Understanding Kafka Producer and its Configurations

Src: https://kafka.apache.org/

Before diving into the producer configurations, let us understand how the producer sends the data to Kafka. Kafka stores the messages in the topic, which are further broken into partitions. Producers send the messages to the topic with keys. If there is no key with the value, it will follow a round-robin process to select the partition for storage. The data can be sent synchronously or asynchronously by Producers.

By default, data is sent asynchronously. In it, when send() is called, messages are not actually sent, instead they are collected in the buffer and sent later. It improves the throughput but affects latency, as instead of sending data one at a time, a batch of messages is sent.

buffer.memory: Size of a buffer, which collects the unsent messages for a partition. Every partition has its own buffer.

queue.buffering.max.messages: Number of unsent messages that can be queued.

batch.size: When data reaches the batch size it is sent, until that data will be grouped together. Used when speed of data generated is faster than the speed at which data is sent out. Default value is 16384 bytes.

linger.ms: Property set in the producer to delay of sending the batched data. There can be a time when data is produced less and sending data immediately will decrease throughput. To increase throughput, delay is added while sending data using linger.ms. By default set to 0.

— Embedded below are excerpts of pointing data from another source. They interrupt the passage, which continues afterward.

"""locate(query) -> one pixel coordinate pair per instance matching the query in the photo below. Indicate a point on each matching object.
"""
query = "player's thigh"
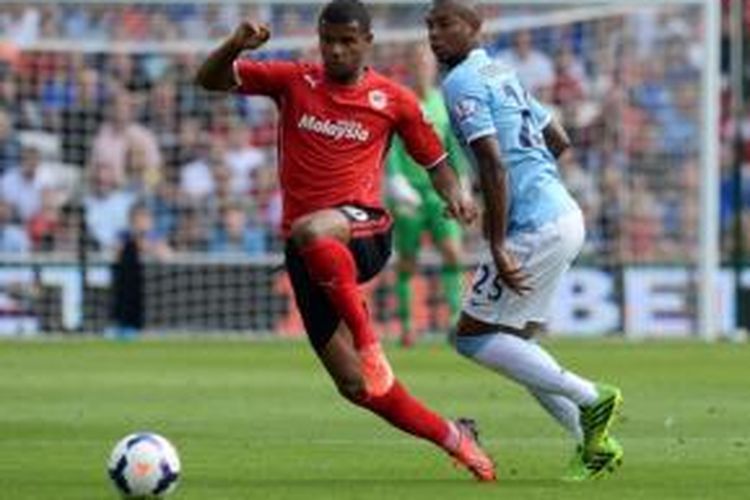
(545, 257)
(319, 317)
(372, 241)
(342, 363)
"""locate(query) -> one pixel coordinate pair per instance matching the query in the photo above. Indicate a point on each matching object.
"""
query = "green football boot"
(607, 458)
(597, 418)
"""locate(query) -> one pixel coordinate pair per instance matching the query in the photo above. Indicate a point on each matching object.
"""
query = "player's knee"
(320, 225)
(304, 231)
(352, 389)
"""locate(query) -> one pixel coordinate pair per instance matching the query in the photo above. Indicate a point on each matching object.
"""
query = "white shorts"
(545, 255)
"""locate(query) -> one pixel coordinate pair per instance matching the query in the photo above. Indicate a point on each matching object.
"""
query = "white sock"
(563, 410)
(528, 364)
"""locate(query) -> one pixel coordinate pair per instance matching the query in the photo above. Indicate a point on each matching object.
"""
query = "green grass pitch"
(261, 420)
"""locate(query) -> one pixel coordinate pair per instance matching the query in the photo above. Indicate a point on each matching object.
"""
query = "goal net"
(99, 108)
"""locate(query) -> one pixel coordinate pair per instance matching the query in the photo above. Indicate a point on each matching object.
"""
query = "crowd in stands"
(118, 141)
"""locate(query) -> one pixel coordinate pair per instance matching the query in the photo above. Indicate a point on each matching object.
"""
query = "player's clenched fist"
(250, 35)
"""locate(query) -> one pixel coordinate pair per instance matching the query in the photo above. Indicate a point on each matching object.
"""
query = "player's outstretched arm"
(446, 184)
(216, 72)
(556, 138)
(493, 182)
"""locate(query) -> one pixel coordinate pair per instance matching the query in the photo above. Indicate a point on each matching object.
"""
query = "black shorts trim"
(371, 254)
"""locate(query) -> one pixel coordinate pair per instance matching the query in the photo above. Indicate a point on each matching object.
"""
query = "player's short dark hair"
(467, 9)
(345, 12)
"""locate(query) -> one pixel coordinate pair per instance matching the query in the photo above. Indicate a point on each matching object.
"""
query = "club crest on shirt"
(378, 99)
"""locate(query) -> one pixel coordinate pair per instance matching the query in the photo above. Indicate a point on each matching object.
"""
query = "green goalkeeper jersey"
(399, 160)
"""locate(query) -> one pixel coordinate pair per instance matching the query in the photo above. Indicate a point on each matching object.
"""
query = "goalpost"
(644, 121)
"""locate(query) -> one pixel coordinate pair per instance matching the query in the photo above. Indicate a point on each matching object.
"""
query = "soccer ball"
(144, 465)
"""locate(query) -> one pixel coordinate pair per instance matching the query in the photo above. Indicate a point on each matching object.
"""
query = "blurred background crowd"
(122, 140)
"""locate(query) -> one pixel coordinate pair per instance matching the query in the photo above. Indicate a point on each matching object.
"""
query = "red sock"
(331, 264)
(405, 412)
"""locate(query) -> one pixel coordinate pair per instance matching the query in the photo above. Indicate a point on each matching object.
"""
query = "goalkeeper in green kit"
(416, 206)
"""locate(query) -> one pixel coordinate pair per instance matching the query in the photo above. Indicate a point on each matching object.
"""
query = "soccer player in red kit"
(336, 121)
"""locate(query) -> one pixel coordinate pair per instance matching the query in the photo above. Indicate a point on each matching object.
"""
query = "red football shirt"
(333, 138)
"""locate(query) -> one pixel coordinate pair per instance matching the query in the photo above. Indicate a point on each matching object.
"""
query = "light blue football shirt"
(485, 97)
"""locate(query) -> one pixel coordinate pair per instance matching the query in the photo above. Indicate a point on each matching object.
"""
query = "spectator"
(235, 235)
(10, 145)
(241, 158)
(141, 232)
(106, 207)
(22, 186)
(44, 224)
(20, 24)
(534, 68)
(197, 178)
(191, 233)
(13, 238)
(141, 178)
(80, 120)
(266, 197)
(119, 133)
(570, 83)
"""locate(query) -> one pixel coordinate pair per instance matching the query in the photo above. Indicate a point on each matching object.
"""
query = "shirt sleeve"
(467, 100)
(541, 114)
(269, 78)
(419, 136)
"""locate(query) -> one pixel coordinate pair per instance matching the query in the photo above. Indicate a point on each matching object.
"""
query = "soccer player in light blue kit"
(534, 230)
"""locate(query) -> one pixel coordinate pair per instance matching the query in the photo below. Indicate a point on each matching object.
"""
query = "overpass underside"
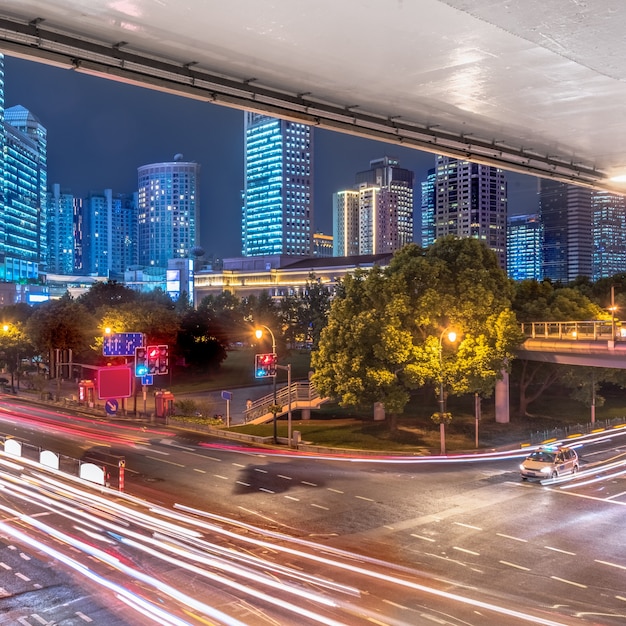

**** Records will be sent when either batch size is reached or linger time. Even with default value of 0, records are batched as there are always delay in sending the request. It also depends on the partitioning strategy. ****

ack: Property tells when to send acknowledgement of data received. When value is 0, producers does not wait for ack to send another data. With value 0, it received the ack for the partition leader. If set to “all”, ack will be sent when all in sync replicas of leader received the data. It is also called message durability.

**** Durability is achieved through replication. If acks set to 0 or 1, the acknowledgement can be sent to producer before replicating data. It can be possible that leader goes down, resulting in loss of data. By setting acks = all data durability is maintained. ****

compression.type: Data produced by producer is not compressed by default (value = none). The supported compression type by kafka are gzip, snappy and lz4.

request.timeout.ms: Time for which client will wait for the response towards the request. By default value is 30s. If response is not received it will try again for n (value of retries) number of time, until response is received or reaches the retry limit.

retries: No of time producer will retry to send the message incase of failure ack received. Default value 2147483647.

max.in.flight.requests.per.connection: This property is main and can affect the ordering of messages in the partition/log. It represents the number of requests or messages that can be sent without receiving any acknowledgement from the broker. If retries are greater than 0, there can be a possibility of a change in orders of the records in the log. Suppose the value is set to three, and we sent three batches to the same partition. The first batch failed to write and the other batches were written successfully. The producer will retry to send the first batch again, resulting in the appearance of the first batch at the end of the log (after the second and third batch).

enable.idempotence: default value false. Should set to true if retries value > 0. There can be a case when the message was written successfully but the acknowledgement is not received. In that case, the producer will try again, resulting in a duplicate record. If enable.idempotence is set to true, a unique id will be attached to the message and if it retries broker will check if the message with id is already written or not.

These are the main configurations of Producers to tune the performance of Kafka according to our application. By default, Kafka is configured to provide high availability and low latency. Please like it, if you find it useful. If you have any question or query, write them down in comment section.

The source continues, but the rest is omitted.